MANCHESTER: A year later than planned, the countdown to the women's European Championship begins on Thursday when the draw for Euro 2022 takes place in Manchester.
England will play host to the tournament from July 6-31, which hopes to smash attendance records for women's football with Manchester United's Old Trafford the setting for the opening game before a Wembley final.
The hosts are hoping home advantage will help them win a major women's international tournament for the first time.
The Lionesses have fallen at the semi-final stage in each of the last two World Cups and Euro 2017.
England are guaranteed to kick the tournament off at Old Trafford with organisers hoping for an attendance that will break the 41,300 record for a women's European Championship match.
Holders the Netherlands, France and Germany are the other top seeds and contenders for the tournament, along with Olympic silver medallists Sweden and a rapidly improving Spain side filled with Champions League winners who play their club football for Barcelona.

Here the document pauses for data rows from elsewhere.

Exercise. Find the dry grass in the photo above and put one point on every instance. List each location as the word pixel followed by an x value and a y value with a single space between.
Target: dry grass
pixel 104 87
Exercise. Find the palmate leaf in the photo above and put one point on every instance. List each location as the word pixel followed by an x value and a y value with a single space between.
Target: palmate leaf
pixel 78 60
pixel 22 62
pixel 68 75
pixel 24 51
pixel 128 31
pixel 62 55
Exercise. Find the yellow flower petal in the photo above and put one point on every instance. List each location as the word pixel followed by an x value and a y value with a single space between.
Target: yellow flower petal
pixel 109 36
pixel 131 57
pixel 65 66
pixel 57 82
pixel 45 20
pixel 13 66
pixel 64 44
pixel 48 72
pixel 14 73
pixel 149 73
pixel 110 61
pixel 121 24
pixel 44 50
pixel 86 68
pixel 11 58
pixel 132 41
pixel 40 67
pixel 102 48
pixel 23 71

Austria, Belgium, Denmark, Finland, Iceland, Italy, Northern Ireland, Norway, Russia and Switzerland are the other qualifiers for a tournament UEFA hopes to be the biggest European women's sports event ever in terms of attendance.
Premier League stadiums in Brentford, Brighton and Southampton will play host to games, along with more modest venues in Leigh, Manchester, Milton Keynes, Rotherham and Sheffield.
"This was coupled with the need to strike the right balance for the tournament. Setting an ambitious ticket target - with more than 700,000 tickets available for fans - whilst seeking to achieve full venues where possible," said the English Football Association's director of women's football Sue Campbell.
"This is a balance we believe we have achieved in the selected venues and cities, with England's Lionesses due to play all of their group stage games at Premier League grounds across the country."
Women's football was hit hard by the coronavirus pandemic at time when participation and popularity was growing rapidly after a successful 2019 World Cup in France.
As governing bodies scrambled to restart the men's competitions as soon as possible to secure lucrative broadcast income, even the elite end of the women's game was treated as an afterthought.
The Lionesses did not play a game for nearly a year between March 2020 and February this year, while the 2019/20 Women's Super League season was terminated with nearly a quarter of the games still to play.
UEFA also moved the women's Euro back a year to allow the men's Euro 2020 to go ahead earlier this year.
But UEFA's chief of women's football Nadine Kessler defended that decision to give "maximum exposure for women's football and the goal to provide the tournament with the centre stage it deserves."
That call was aided by a rare space in the men's football calendar due to the later start to the 2022 World Cup in Qatar.
After being shunted into the shadows for too long, Europe's best female players will again have a stage on which to shine.